Raus aus dem Schwimmbad
Sicherheit im offenen Gewässer
Um sich optimal auf einen Wettkampf vorzubereiten, sollten Sie unter möglichst realen Bedingungen trainieren. Sie sollten also nicht nur im Schwimmbad Ihre Bahnen ziehen, sondern auch in offenen Gewässern schwimmen – und dabei folgende Sicherheitstipps beachten.
Informationen
Bei offenen Gewässern sollten sie sich über mögliche Gefahren wie Strömungen, Wassertiefe, Brücken und Schiffsverkehr informieren.
Strömung
In fließenden Gewässern gibt es oft starke und unerwartete Strömungen sowie Untiefen. Deshalb sollte man dort nur trainieren, wenn man sich fit fühlt.
Einstieg ins Wasser
Vorsicht vor Sprüngen in Flüsse oder Seen. Sie können zu schmerzhaften Verletzungen führen. Gehen Sie deshalb lieber vorsichtig ins Wasser. Dabei sollten Sportler es vermeiden, steinige und bewachsene Uferzonen, geschützte Gebiete, Schilfgürtel, Brut- und Laichgebiete zu betreten.
Sogwirkung
Auch Brückenpfeiler stellen eine Gefahr dar: Die Sockel, die sich unter Wasser befinden, sind gefährliche Hindernisse, denn sie verändern die Strömungsverhältnisse (Sogwirkung). Gleiches gilt für Bunenfelder: Diese Bereiche sollten weiträumig umschwommen werden.
Gezeitenströmung
In einigen Flussabschnitten mit Gezeitenströmung (beispielsweise in der Elbe) verstärkt diese zum Teil die normale Flussströmung erheblich.
Unsichtbare Gefahren
Abstand halten sollten Schwimmer auch zu Häfen, Wehren und Schleusen (mindestens 100 Meter), Industrieanlagen, Spundwänden und Fahrrinnen von Schiffen.
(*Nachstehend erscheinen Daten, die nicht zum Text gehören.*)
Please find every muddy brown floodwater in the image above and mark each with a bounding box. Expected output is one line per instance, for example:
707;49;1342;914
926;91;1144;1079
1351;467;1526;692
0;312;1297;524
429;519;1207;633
Viele der hier lauernden Gefahren sind von außen nicht sichtbar!
Unterwasserhindernisse
Während des Schwimmens sollte man aufmerksam auf Treibgut und Unterwasserhindernisse wie entsorgte Fahrräder achten, um sich nicht zu verletzen.
Erschöpfung
Bei ersten Anzeichen von Erschöpfung gilt grundsätzlich: Mit der Strömung (niemals dagegen) ans Ufer schwimmen. Auch Sandbänke und Flachwasserbereiche sind wichtige Zufluchtsorte.
Unterkühlung
Besonders beim Training in Flüssen sollte man darauf achten, nicht zu lange im Wasser zu bleiben. Denn Flusswasser erwärmt sich nicht so stark wie Wasser in Seen und Bädern – es besteht die Gefahr einer Unterkühlung.